Experiments in Mikovits's lab proved that the retrovirus can be transmitted via blood by infecting healthy cells drawn from volunteers with material from XMRV-positive CFS patients. Mikovits hopes to soon have a better understanding of how the virus might be transferred in the real world, especially among families. If it, for instance, is like human T-lymphotropic virus type 1 (HTLV-1), it may be communicable through breast milk or if it's like a herpes virus that is common in CFS, it may be passed along to offspring.

Precisely how this virus is related to chronic fatigue, however, remains a mystery. One of the problems with tracking down CFS is that it may not be a single ailment. "We think that the problem is that CFS is a collection of many, many different diseases even though it has similar symptoms," says Brigitte Huber, a professor of pathology at Tufts University's Sackler School of Graduate Biomedical Sciences in Boston. She and others suspect that the retrovirus may be unleashing other underlying conditions and viruses in the body.

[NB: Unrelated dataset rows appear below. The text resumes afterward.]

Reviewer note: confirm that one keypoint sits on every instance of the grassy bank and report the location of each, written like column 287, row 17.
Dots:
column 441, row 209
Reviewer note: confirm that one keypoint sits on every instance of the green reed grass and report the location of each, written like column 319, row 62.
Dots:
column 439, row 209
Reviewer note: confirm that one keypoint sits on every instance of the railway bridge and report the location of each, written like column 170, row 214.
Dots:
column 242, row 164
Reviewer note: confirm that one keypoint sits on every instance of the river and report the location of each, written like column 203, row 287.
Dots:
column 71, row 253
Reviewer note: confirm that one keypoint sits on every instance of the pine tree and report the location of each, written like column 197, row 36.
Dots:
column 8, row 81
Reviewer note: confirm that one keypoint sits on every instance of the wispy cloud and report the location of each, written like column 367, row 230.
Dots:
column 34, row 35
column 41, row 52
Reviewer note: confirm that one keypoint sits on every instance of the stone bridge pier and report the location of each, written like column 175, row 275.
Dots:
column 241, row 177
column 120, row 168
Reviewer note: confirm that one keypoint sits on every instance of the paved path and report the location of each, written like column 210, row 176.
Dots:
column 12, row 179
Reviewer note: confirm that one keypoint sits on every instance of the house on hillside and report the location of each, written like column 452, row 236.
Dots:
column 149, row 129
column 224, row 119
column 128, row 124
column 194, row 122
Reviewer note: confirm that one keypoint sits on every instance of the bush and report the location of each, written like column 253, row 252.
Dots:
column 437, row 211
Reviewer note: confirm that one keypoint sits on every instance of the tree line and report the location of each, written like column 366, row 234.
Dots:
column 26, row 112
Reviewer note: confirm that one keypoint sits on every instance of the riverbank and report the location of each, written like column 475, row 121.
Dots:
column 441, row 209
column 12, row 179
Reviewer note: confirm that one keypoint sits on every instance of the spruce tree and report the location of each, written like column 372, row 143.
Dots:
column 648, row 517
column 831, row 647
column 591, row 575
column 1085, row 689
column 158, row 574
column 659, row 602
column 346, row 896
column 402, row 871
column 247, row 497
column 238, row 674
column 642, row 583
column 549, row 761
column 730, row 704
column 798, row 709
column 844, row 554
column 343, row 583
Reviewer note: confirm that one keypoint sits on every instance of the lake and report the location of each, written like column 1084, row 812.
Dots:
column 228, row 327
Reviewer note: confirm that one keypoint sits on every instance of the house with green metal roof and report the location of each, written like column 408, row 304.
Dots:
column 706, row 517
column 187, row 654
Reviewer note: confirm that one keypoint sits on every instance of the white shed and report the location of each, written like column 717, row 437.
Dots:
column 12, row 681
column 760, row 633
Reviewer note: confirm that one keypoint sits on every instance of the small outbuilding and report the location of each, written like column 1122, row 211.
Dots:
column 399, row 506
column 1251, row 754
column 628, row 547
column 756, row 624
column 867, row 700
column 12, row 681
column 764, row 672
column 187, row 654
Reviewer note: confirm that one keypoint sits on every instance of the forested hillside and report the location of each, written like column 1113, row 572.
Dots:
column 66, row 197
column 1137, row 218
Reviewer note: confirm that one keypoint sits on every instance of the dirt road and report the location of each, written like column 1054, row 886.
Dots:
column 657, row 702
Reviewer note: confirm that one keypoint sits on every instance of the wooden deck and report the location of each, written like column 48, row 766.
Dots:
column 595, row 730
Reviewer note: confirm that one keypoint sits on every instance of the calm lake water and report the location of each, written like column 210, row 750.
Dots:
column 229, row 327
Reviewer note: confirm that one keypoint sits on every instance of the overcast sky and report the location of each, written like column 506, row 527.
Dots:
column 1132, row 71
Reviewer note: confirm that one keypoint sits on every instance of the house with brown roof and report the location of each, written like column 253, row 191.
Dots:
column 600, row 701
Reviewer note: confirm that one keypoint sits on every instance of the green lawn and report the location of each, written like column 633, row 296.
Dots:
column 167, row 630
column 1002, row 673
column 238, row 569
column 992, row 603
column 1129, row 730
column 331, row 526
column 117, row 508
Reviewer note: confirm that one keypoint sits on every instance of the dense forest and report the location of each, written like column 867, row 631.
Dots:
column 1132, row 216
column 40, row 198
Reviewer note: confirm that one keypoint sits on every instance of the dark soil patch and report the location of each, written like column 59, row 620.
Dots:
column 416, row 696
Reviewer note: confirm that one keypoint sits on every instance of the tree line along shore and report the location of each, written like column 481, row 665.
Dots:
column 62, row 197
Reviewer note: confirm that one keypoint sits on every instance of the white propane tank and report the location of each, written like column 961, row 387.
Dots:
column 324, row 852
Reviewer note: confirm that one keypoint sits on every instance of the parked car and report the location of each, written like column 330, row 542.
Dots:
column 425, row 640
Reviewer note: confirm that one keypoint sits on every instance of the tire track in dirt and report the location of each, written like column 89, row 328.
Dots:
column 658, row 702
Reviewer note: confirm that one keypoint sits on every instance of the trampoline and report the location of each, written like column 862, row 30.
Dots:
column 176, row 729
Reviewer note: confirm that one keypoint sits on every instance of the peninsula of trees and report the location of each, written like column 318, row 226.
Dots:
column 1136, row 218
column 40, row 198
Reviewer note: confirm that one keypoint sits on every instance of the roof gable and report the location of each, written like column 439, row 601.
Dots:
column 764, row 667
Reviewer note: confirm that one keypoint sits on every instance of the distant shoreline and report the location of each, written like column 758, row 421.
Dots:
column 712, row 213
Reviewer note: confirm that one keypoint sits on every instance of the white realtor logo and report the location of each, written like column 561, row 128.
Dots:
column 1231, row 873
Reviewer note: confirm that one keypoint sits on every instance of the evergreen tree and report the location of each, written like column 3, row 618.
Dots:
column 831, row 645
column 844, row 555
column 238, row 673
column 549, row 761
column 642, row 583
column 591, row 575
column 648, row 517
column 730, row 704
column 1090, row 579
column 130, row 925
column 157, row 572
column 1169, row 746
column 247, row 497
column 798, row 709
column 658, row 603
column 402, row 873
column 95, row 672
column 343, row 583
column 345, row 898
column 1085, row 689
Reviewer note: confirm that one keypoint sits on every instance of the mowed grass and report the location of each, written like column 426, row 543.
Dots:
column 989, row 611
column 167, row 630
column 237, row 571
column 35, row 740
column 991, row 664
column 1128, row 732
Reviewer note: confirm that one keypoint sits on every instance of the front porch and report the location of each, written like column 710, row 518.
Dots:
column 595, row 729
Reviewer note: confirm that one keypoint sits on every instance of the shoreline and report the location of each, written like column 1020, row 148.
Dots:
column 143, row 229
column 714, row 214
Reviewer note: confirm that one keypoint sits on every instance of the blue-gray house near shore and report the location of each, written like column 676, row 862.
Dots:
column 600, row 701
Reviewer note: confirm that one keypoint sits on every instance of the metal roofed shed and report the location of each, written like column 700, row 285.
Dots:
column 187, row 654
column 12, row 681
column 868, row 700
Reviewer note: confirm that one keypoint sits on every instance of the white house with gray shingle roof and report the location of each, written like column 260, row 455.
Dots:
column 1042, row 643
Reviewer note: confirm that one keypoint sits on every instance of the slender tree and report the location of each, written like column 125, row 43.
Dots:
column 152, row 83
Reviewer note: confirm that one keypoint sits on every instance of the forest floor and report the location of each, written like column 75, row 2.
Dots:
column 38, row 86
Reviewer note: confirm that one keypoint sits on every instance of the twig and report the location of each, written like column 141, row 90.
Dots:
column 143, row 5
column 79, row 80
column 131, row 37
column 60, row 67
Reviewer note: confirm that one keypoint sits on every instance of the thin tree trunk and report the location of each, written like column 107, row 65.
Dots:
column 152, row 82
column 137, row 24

"This new retrovirus may be able, through infecting human cells, [to] induce a transcription of an endogenous virus," says Huber, who has been studying the presence of an ancient retrovirus (HERV-K18) dormant in most people but active in patients with CFS and multiple sclerosis. "We've already shown that Epstein-Barr virus can do exactly this."

Even in their testing for the XMRV retrovirus, Mikovits says, "We could see a human endogenous virus at the same time" as XMRV. "There are a number of old diseases that seem to be rising at an infectious rate," she says. Although this background noise of various viruses may be difficult to sort though, it brings clues to help researchers find the root cause of CFS. "It's possible, downstream, that this will all feed into the same mechanism," Huber says.